2025 AIChE Annual Meeting
(367e) Predicting the Impact of Particle Size and Shape Distributions on Filtration Performance of Crystallized Products
Authors
This study uses a combined experimental and modelling approach to predict key filtration metrics for needle-like crystallized products based on their PSSD. Such models can significantly reduce the time and cost associated with resource-intensive experimental trials. In the modelling phase, a two-step approach is proposed. First, a non-equilibrium Monte Carlo (MC) model simulates the cake’s formation, using in-house software. Second, fluid flow through the compacted cake’s final structure at steady-state conditions is modelled with computational fluid dynamics (CFD), in OpenFOAM. Compared to discrete element method (DEM)-CFD, which performs iterative CFD simulations on multiple packings, this framework requires less computational effort. Additionally, compared to forced-based DEM, MC requires fewer input parameters. This MC-CFD framework was applied to several case studies, examining PSSD characteristics including shape (spherical and needle-like), polydispersity, and operating conditions such as pressure drop. In the experimental phase, populations with varied PSSDs were created and characterized using novel imaging-based techniques.2 Constant pressure filtration experiments were performed using a purpose-built filtration rig, with the results compared to simulations.

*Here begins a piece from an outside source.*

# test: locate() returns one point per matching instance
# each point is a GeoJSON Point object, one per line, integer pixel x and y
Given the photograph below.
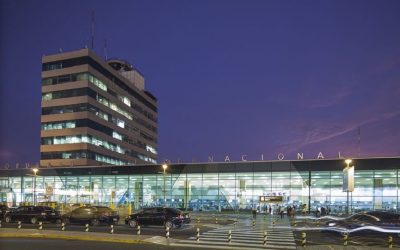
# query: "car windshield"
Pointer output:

This work introduces a predictive tool that minimizes experimental reliance, enabling faster and more cost-effective filterability assessments in research and development. It also lays the groundwork for expanding into modelling washing and drying processes.
References
- Perini, G. Predictive Design of Filtration Processes - The Pharmaceutical Industry and the Impact of Crystal Size and Shape, Ph.D. Thesis, The University of Manchester, 2020.
- Rajagopalan, A. K. A Dual Projection Imaging System to Characterize Crystallization Processes: Design and Applications, Ph.D. Thesis, ETH Zurich, 2019.